Baghdad: Eight American soldiers were killed in Iraq on Sunday, including six who died along with a European journalist in a roadside bomb attack north of Baghdad, the US military said.

Earlier, a car bomb killed 35 people and wounded 80 next to a crowded market in a Shi'ite district of Baghdad which has been a repeated target of attacks blamed on Sunni Islamist Al Qaida.

They were among the bloodiest incidents of violence on a day when nearly 100 people were either killed or found dead.

The US military said in a statement that the six soldiers and the journalist were killed in volatile Diyala province when a roadside bomb struck their vehicle.

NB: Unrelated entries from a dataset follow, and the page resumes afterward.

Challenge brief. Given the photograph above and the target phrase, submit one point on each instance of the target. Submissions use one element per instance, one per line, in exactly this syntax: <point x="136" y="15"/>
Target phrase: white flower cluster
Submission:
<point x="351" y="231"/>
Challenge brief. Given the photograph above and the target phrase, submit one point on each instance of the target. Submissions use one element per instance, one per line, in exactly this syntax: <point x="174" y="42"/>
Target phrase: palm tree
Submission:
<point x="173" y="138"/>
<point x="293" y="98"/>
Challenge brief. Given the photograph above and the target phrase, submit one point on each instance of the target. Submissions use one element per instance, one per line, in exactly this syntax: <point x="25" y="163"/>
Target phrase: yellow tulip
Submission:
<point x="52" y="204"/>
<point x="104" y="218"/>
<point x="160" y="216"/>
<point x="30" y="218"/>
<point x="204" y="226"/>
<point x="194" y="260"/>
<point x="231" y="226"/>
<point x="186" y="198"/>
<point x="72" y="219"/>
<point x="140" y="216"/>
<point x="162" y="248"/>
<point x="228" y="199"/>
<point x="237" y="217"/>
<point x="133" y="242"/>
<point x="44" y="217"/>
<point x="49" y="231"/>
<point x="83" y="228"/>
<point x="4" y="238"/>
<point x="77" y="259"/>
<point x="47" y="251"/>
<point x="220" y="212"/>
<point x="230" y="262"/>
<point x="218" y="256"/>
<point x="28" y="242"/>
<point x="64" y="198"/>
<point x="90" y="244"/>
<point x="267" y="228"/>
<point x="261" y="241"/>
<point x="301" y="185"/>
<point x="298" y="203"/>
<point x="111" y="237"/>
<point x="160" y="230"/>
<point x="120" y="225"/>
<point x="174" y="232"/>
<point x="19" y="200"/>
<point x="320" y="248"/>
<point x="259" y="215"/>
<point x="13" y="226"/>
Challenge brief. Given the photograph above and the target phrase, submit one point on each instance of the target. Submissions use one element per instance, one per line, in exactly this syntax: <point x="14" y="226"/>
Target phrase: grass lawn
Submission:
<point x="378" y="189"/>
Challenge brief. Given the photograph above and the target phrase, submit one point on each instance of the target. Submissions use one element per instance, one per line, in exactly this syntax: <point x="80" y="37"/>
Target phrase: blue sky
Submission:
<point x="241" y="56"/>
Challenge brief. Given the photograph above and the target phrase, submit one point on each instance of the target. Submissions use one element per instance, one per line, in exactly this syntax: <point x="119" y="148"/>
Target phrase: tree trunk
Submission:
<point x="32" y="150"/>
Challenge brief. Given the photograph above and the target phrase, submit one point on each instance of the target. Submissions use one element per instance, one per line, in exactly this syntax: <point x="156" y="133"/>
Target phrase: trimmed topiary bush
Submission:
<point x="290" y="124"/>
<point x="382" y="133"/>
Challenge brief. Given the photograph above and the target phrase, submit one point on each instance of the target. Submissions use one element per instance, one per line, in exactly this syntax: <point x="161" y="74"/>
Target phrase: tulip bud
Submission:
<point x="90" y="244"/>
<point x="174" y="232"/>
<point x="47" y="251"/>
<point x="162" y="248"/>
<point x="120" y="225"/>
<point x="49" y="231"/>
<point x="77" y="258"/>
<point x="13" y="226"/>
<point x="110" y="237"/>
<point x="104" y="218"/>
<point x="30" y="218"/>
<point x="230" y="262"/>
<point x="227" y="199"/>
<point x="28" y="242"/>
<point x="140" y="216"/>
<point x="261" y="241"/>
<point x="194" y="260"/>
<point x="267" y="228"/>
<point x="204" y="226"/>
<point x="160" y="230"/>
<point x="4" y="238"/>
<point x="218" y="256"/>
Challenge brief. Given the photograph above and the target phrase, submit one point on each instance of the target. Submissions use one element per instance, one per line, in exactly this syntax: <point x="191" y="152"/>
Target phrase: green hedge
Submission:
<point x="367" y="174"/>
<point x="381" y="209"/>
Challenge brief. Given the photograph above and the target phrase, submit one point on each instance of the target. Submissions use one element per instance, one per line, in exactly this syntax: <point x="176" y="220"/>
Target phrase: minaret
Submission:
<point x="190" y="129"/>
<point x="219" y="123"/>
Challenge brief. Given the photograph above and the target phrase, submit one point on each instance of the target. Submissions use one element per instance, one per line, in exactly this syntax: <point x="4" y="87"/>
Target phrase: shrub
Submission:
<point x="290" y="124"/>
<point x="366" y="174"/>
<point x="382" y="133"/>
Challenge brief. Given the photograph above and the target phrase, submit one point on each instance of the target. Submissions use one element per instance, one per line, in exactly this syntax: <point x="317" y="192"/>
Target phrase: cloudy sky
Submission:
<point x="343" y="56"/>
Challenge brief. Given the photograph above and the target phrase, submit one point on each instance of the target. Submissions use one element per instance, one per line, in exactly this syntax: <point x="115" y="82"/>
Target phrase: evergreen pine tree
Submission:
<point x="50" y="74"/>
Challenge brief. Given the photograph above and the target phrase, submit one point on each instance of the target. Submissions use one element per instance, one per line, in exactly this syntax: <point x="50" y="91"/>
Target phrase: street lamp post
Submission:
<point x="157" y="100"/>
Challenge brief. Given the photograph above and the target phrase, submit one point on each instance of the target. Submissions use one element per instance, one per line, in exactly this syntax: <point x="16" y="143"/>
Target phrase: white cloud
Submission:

US military spokesman Lieutenant-Colonel Christopher Garver said the journalist was European and worked for a news organization that did not have a permanent presence in Baghdad. He declined to give more information.

The attack in Diyala was one of the most lethal single strikes against US forces in months. The US military recently sent around 1,000 reinforcements to fight entrenched Al Qaida militants and Sunni Arab insurgents in the province

Two other US soldiers were killed in separate bomb attacks on Sunday, the military said, one of them in Baghdad.

The US military also reported that two US Marines were killed on Saturday in western Anbar province and one soldier was killed in Baghdad on Friday.

That makes 28 US soldiers killed this month, according to icasualties.org, a website that tracks military casualties. In April, 104 were killed, making it one of the deadliest months since the US-led invasion in 2003.